Pre-draft measurables
| Height | Weight | Arm length | Hand span | Wingspan | 40-yard dash | 10-yard split | 20-yard split | 20-yard shuttle | Vertical jump | Broad jump | Bench press |
| 5 ft 11 in (1.80 m) | 196 lb (89 kg) | 31+7⁄8 in (0.81 m) | 8+1⁄4 in (0.21 m) | 6 ft 5+1⁄2 in (1.97 m) | 4.39 s | 1.54 s | 2.58 s | 4.22 s | 43.5 in (1.10 m) | 11 ft 1 in (3.38 m) | 15 reps |
All values from NFL Combine/Pro Day

=== Denver Broncos ===
Mathis was selected by the Denver Broncos in the fourth round, 115th overall, of the 2022 NFL draft.

After a strong rookie season in 2022, Mathis entered the 2023 season as the Broncos second starting cornerback opposite Patrick Surtain II. Following the Broncos' historic 70–20 loss to the Miami Dolphins in Week 3, however, he was benched in favor of veteran Fabian Moreau.

Ahead of the 2024 season, Mathis participated in a camp battle with second-year cornerback Riley Moss, rookie Kris Abrams-Draine, and newly signed veteran Levi Wallace. Moss was eventually named the starter, with Mathis serving as a backup. On August 27, 2024, Mathis was placed on short-term injured reserve by the Broncos following an ankle injury sustained in Week 3 of the preseason. He was activated on October 17, mainly playing on special teams and as a dimeback for the remainder of the season.

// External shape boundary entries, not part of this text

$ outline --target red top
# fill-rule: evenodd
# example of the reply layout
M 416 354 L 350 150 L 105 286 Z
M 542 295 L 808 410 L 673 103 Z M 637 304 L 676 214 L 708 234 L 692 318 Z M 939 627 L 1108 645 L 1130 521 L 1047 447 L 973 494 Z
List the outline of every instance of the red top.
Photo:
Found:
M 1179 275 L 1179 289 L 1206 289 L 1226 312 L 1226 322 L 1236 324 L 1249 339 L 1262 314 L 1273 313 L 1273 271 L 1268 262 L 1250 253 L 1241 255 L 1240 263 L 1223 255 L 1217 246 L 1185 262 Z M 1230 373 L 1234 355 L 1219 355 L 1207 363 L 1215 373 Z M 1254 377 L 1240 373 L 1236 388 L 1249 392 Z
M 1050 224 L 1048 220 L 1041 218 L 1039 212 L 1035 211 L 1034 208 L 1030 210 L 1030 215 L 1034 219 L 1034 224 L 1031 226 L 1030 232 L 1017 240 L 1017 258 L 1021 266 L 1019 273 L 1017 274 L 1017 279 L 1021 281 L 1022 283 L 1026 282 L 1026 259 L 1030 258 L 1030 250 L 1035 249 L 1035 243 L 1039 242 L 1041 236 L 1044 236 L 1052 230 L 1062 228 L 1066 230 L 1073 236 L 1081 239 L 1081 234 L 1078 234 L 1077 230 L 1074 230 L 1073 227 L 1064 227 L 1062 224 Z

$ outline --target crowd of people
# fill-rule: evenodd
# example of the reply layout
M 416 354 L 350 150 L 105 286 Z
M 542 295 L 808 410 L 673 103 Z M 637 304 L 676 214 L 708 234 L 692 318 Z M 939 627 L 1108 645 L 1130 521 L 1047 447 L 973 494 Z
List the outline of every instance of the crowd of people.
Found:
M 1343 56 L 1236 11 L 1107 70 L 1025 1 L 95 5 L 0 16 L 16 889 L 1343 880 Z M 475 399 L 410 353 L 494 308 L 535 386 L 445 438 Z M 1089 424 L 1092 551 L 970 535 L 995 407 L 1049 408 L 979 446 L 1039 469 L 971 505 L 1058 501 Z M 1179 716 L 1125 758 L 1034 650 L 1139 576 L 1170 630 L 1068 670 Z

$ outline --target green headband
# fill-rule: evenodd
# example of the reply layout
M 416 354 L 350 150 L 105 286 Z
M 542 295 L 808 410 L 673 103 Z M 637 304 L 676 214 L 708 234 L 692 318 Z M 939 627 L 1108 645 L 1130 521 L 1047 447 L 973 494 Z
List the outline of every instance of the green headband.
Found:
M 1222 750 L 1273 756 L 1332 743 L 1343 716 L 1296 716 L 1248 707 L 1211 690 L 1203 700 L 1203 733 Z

On August 25, 2025, Mathis was waived by the Broncos.

=== Carolina Panthers ===
On August 27, 2025, Mathis was claimed off waivers by the Carolina Panthers. He suffered a torn ACL in practice and was placed on injured reserve on September 6, ending his season.

=== Cleveland Browns ===
On July 21, 2026, Mathis was signed by the Cleveland Browns. He was placed on injured reserve with an undisclosed knee injury on August 11.